The files are then split into train, dev and test according to the IDs, following the official UD release. We got the IDs from the tools folder The script conllu_filter.py was adapted to consider

bin/conllu_filter.py bin/train.ids sequoia-ud.parseme.frsemcor.simple.full > sequoia-ud.parseme.frsemcor.simple.train
bin/conllu_filter.py bin/dev.ids   sequoia-ud.parseme.frsemcor.simple.full > sequoia-ud.parseme.frsemcor.simple.dev
bin/conllu_filter.py bin/test.ids  sequoia-ud.parseme.frsemcor.simple.full > sequoia-ud.parseme.frsemcor.simple.test

We also generate a toy small version of the corpus that can be useful to test your code during development:

NBSENT=30
CORPUS=sequoia-ud.parseme.frsemcor.simple.dev
LASTID=`grep "sent_id" ${CORPUS} | head -n  $((NBSENT+1)) | tail -n 1 | sed 's/.* \([^ ]*\)$/\1/g'`
CUTLINE=`grep -n ${LASTID} ${CORPUS} | sed 's/:.*//g'`
head -n $((CUTLINE-1)) ${CORPUS} > sequoia-ud.parseme.frsemcor.simple.small

Finally, we also split the non-simplified version of the corpus into train, dev and test (before simplification). These files should not be used in your experiments.

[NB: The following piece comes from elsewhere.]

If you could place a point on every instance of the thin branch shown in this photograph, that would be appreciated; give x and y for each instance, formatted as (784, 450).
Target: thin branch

bin/conllu_filter.py bin/train.ids src/sequoia-ud.parseme.frsemcor > src/sequoia-ud.parseme.frsemcor.simple.train
bin/conllu_filter.py bin/dev.ids   src/sequoia-ud.parseme.frsemcor > src/sequoia-ud.parseme.frsemcor.simple.dev
bin/conllu_filter.py bin/test.ids  src/sequoia-ud.parseme.frsemcor > src/sequoia-ud.parseme.frsemcor.simple.test

Known compatibility issues

Notice that this version of the corpus is not 100% up-to-date with last UD version of Sequoia. This can be noticed by the number of non-projective sentences given by Grew-Match: global { is_not_projective } on UD_French-Sequoia@2.14 returns 79 occurrences whereas we remove 66 non-projective sentences (see details above) We suppose that latest UD Sequoia version includes changes that were not reported to DeepSequoia's git repository. We do not investigate this further, but you can contact the corpus maintainers if you absolutely need to solve this mystery.